Abstract

Abstract In 1979 five elm bolts, each 8 inches long by 4 inches diam and in separate 5-gal screened lard cans, were each infested with 25 male and 25 female adults. The cans were in a continuously lighted room maintained at 85°F. After 3 wk these parent adults were removed from the logs and cans with a vacuum cleaner, thus leaving the logs infested only with progeny as eggs and larvae under the bark. One log was set aside as an untreated check and each of the other logs was sprayed to run-off with a particular insecticide using a laboratory paint gun sprayer. The insecticides were used at the equivalent rate of 16 lb AI/100 gal spray except Pydrin was used at 3.2 lb AI/100, which is 16X the recommended agricultural rate. Sprays were buffered to pH 6.0. After drying the sprayed, infested logs were again confined in the lard cans at ca 75°F. From 3 to 11 wk after treatment progeny adults emerged from the logs and were counted.
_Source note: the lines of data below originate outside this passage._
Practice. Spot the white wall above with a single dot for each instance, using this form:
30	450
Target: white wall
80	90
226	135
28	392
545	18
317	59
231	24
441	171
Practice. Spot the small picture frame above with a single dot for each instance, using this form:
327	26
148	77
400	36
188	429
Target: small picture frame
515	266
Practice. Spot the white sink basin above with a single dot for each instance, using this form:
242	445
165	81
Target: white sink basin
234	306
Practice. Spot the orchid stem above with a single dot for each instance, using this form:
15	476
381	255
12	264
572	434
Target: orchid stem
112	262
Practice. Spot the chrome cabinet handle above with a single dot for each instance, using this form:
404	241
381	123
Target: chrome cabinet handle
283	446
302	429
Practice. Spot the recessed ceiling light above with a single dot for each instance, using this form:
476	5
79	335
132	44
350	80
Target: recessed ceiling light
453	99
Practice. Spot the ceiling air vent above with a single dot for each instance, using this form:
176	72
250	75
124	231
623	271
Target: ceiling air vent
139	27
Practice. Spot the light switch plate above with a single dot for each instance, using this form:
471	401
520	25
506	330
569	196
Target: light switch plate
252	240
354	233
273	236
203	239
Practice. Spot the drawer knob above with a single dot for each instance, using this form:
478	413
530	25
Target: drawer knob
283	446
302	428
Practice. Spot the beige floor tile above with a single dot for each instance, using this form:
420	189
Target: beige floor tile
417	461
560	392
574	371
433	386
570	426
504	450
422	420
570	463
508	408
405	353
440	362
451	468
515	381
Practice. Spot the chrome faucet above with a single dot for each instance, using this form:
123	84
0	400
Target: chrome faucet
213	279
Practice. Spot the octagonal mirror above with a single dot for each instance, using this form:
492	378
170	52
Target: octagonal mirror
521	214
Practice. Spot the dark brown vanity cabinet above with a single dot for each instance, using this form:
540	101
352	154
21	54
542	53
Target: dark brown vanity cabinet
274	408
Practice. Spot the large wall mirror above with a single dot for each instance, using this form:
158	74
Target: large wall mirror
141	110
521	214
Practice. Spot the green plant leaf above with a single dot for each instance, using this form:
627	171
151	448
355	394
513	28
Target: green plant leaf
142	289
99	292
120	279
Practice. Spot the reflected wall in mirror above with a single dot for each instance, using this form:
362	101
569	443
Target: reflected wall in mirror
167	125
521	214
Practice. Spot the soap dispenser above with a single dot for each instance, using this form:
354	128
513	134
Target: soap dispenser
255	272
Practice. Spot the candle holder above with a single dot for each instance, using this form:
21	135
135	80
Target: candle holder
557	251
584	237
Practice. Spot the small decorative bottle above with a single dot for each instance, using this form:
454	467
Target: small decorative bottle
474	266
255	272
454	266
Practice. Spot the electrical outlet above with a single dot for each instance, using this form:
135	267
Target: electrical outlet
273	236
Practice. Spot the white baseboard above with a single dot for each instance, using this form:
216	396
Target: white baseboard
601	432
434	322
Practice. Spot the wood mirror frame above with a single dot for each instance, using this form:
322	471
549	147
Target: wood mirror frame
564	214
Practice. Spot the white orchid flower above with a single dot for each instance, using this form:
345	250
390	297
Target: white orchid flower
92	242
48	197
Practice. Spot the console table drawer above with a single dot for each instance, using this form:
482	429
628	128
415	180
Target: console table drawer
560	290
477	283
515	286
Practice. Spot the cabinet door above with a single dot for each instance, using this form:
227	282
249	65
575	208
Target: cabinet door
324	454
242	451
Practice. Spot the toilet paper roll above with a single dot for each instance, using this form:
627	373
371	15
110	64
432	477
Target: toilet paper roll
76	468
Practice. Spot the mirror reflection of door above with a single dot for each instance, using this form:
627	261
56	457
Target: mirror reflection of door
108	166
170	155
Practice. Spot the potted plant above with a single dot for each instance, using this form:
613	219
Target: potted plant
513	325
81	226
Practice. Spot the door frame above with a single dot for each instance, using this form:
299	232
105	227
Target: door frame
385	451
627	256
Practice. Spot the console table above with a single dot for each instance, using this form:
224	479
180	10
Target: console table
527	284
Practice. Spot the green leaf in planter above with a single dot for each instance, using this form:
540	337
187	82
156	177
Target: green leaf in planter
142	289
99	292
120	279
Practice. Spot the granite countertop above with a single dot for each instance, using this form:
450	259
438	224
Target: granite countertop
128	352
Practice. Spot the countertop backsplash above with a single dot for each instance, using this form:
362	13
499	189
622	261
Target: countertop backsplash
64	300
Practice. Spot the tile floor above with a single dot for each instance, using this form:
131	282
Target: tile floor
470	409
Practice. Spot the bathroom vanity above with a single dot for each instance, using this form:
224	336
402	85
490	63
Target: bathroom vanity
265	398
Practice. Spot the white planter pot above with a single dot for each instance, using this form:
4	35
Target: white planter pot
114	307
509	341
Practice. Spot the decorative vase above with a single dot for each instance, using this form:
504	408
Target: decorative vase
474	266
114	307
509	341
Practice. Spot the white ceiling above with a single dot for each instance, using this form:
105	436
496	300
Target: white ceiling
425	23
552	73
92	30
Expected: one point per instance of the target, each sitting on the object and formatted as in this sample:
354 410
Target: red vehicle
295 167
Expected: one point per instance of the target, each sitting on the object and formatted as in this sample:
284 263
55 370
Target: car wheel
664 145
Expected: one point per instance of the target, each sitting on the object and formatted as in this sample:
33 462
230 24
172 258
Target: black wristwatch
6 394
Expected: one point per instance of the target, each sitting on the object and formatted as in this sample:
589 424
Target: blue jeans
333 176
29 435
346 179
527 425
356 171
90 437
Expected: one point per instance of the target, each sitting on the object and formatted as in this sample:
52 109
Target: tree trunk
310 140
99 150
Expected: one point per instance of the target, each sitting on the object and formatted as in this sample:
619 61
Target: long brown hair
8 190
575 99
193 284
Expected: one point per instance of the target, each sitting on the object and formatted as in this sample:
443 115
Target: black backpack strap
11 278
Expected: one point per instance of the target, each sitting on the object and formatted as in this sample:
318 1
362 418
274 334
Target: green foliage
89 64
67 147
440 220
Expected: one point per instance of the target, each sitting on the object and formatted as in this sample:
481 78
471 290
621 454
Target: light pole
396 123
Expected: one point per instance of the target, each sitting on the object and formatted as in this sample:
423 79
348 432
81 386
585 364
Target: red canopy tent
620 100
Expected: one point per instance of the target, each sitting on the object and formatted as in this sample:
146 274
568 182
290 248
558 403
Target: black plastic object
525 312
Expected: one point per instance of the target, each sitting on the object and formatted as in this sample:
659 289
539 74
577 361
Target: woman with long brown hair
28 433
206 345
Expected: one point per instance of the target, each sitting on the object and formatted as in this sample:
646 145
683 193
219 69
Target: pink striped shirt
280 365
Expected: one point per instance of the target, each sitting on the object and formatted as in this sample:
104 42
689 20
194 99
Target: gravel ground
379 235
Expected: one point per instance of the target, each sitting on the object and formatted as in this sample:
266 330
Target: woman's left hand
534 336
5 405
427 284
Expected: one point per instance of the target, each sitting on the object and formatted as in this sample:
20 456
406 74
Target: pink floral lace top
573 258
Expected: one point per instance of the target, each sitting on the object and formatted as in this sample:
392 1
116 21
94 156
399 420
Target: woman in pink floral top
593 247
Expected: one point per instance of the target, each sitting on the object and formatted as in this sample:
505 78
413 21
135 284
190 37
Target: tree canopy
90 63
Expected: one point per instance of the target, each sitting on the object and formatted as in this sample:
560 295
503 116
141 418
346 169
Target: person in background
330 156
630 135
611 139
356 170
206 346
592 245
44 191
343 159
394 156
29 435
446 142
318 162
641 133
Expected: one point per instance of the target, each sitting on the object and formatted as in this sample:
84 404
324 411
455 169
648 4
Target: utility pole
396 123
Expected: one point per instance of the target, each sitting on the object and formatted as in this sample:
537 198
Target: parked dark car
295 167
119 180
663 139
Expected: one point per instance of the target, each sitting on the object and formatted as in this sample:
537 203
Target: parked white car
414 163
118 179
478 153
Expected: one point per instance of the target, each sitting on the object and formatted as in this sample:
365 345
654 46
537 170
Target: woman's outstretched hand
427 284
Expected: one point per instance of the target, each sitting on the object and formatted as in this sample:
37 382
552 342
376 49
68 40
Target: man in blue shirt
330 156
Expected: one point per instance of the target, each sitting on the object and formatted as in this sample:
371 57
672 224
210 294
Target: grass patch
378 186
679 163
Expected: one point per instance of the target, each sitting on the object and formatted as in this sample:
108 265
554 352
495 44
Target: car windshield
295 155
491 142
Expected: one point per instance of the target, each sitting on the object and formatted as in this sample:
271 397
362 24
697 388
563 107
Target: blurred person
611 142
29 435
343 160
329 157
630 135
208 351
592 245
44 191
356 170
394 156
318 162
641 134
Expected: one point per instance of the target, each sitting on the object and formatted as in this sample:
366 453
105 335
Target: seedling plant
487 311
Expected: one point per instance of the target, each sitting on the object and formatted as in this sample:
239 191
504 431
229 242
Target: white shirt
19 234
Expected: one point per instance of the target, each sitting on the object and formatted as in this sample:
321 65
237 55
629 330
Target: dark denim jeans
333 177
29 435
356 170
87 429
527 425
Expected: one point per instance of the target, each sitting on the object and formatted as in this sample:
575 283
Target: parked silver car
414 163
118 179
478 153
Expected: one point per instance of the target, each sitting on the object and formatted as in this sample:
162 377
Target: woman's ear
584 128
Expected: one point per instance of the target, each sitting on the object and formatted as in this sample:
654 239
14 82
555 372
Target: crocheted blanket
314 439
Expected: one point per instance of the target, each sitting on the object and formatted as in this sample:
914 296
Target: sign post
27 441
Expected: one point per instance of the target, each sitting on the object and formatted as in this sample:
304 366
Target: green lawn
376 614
After adult emergence ceased the bark on each log was examined under a 10-power microscope and the bark routed to the depth of the bark beetle pupal chamber with a drill bit in a Moto-Tool. The dead adults in the bark were counted. Their locations varied from the pupal chamber to partial protrusion from the bark, with the more toxic insecticides stopping movement nearer the pupal chambers. This experiment was repeated again in 1980 and in 1981. With each year serving as a replicate the 3 years data were subjected to a 2-way ANOVA.